Reishi, Kidney and Liver health
Our kidneys and liver work synergistically in the natural filtering and detoxifying of the body. The functioning of these organs can often be impaired by factors caused from poor nutrition, environmental factors to name a few. Many herbal approaches can be taken to optimise kidney and liver function including supplementing with reishi mushroom. Reishi mushroom contains a strong concentration of anti-oxidants, which are free radical fighting compounds. Free radicals are a byproduct of metabolism, they are unstable molecules that if left unchecked can cause damage to cellular health. Anti-oxidants are compounds which help to manage free radicals, and reishi is abundant in them. The flood of anti-oxidants reishi provides is particularly beneficial to our liver and kidney functioning as these organs as they regulate the flushing out of this cellular waste. Some animal studies have even shown reishi to have the capacity to help regenerate kidney health after renal damage, an impressive finding that would warrant further investigation. This observation was believed to be a result of the potent anti-oxidant content of the reishi supplementation.
Reishi and Fibromyalgia
Fibromyalgia is a complex chronic condition that is often associated with chronic pain and fatigue. The bio-active compounds present in reishi mushroom have been shown to aid in management and reduction of fibromyalgia symptoms. Triterpenes (found in reishi) have been found to increase the production of Nerve Growth Factor (NGF), a protein that aids in neurogenesis (the production of new neurons, and the repair/strengthening of existing ones). This equates to enhanced communication between cells and a reduction of inflammation, often reducing pain and improving fatigue.
Reishi in summary
The above mentioned attributes of reishi are by no means an exhaustive list of the potential health benefits achievable by supplementing with this powerful adaptogenic mushroom. The anti-oxidant, anti-inflammatory, stress reducing and immune-regulating compounds found inside reishi have far reaching effects for overall wellness and longevity, as well as the mentioned more specific targeted action these compounds often take.

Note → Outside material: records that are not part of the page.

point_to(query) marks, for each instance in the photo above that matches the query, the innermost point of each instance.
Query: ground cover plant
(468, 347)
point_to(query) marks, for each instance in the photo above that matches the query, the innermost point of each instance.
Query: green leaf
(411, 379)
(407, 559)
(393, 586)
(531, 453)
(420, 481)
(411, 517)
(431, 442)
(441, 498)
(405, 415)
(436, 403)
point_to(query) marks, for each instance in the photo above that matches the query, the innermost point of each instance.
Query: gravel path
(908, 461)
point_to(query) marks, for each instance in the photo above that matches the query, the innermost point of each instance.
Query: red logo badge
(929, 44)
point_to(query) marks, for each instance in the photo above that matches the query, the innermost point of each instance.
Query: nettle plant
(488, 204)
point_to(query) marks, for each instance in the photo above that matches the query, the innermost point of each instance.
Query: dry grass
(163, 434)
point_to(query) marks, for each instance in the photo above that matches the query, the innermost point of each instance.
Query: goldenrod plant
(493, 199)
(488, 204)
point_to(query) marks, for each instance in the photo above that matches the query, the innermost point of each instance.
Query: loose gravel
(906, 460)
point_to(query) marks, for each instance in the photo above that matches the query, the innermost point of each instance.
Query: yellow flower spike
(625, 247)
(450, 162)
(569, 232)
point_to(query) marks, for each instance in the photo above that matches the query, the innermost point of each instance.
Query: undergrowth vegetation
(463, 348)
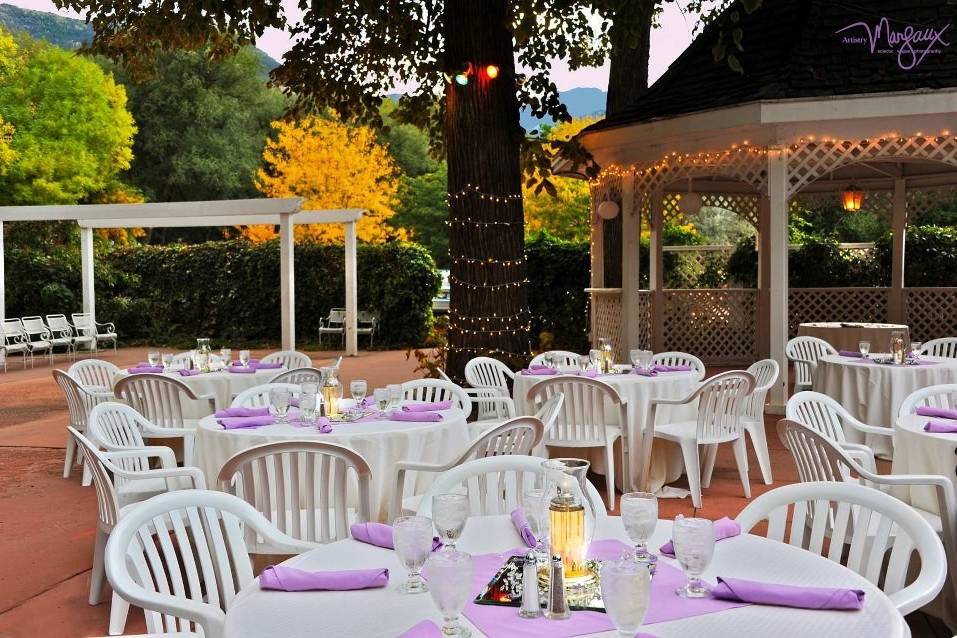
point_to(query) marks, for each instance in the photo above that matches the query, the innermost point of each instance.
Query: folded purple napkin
(292, 579)
(427, 406)
(424, 629)
(940, 413)
(421, 417)
(750, 591)
(380, 535)
(523, 528)
(723, 528)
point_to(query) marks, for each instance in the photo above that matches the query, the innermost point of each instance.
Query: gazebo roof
(801, 49)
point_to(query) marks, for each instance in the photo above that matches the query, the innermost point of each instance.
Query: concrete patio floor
(47, 522)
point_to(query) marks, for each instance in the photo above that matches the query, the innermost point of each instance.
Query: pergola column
(778, 270)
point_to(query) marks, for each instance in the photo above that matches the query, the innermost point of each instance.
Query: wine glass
(279, 399)
(625, 590)
(639, 513)
(694, 547)
(450, 579)
(412, 539)
(450, 513)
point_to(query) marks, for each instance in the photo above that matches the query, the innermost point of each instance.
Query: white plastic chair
(289, 358)
(200, 532)
(517, 436)
(765, 373)
(495, 485)
(825, 415)
(680, 359)
(943, 347)
(804, 353)
(873, 534)
(258, 396)
(301, 487)
(720, 402)
(582, 421)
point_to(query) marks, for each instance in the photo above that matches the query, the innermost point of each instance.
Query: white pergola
(286, 213)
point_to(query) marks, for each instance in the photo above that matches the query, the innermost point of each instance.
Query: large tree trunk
(489, 304)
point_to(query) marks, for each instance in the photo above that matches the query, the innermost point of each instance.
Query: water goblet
(694, 547)
(450, 580)
(625, 590)
(450, 512)
(412, 539)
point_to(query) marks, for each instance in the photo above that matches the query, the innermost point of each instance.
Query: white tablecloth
(873, 392)
(381, 443)
(386, 613)
(666, 463)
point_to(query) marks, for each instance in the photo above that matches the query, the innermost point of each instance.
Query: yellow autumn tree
(330, 164)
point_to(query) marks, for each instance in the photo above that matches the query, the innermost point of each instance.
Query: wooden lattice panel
(930, 312)
(718, 326)
(835, 304)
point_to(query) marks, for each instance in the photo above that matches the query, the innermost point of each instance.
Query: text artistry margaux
(911, 44)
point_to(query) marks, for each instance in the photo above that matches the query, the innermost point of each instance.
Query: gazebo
(283, 212)
(835, 99)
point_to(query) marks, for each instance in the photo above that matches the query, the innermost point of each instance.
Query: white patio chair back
(934, 396)
(943, 347)
(289, 358)
(436, 390)
(258, 396)
(680, 359)
(182, 557)
(873, 534)
(563, 357)
(301, 487)
(495, 485)
(805, 352)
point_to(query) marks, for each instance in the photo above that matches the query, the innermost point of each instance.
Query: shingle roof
(792, 49)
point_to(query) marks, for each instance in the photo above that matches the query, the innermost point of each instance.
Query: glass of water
(412, 539)
(450, 583)
(450, 512)
(625, 590)
(694, 547)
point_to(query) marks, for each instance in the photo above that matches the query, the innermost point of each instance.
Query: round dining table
(387, 613)
(381, 442)
(637, 390)
(873, 392)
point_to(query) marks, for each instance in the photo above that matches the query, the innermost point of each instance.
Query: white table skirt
(873, 392)
(381, 443)
(386, 613)
(666, 461)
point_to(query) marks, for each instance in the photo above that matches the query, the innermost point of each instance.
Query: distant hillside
(67, 33)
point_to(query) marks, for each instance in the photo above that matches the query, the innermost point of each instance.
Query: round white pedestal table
(873, 392)
(387, 613)
(637, 390)
(381, 443)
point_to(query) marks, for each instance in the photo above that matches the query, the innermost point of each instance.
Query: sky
(667, 42)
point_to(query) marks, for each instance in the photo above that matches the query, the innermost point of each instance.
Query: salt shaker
(557, 608)
(531, 605)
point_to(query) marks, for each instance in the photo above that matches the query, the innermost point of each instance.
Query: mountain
(67, 33)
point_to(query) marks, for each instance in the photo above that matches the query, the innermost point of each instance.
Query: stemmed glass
(450, 512)
(639, 513)
(694, 547)
(412, 539)
(625, 590)
(450, 577)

Jeng-Leun Mau, Hsiu-Ching Lin, Chin-Chu Chen. (2009). Antioxidant properties of several medicinal mushrooms. Journal of Agricultural and Food Chemistry . 50 (21), 6072-7.
Juan Lu, Jia-Zhang Qin, Ping Chen, Xi Chen, Ying-Zhi Zhang, Si-Jia Zhao. (2012). Quality Difference Study of Six Varieties of Ganoderma lucidum with Different Origins. Frontiers in Pharmacology.. 9 (3), 34-56.
Qing-Ping Chu, Li-En Wang, Xiang-Yu Cui, Hong-Zheng Fu, Zhi-Bin Lin, Shu-Qian Lin, Yong-He Zhang. (2007). Extract of Ganoderma lucidum potentiates pentobarbital-induced sleep via a GABAergic mechanism. Pharmacology, Biochemistry and Behaviour.. 86 (4), 693-698.
Xiao-Qi Zhang, Fanny C F Ip, Dong-Mei Zhang, Li-Xin Chen, Wei Zhang, Yao-Lan Li, Nancy Y Ip, Wen-Cai Ye. (2011). Triterpenoids with neurotrophic activity from Ganoderma lucidum. Natural Product Research. 25 (17), 1607-13.
Zhi-Bin Lin . (2005). Cellular and molecular mechanisms of immuno-modulation by Ganoderma lucidum. Journal of Pharmacological Sciences. 99 (2), 144-153.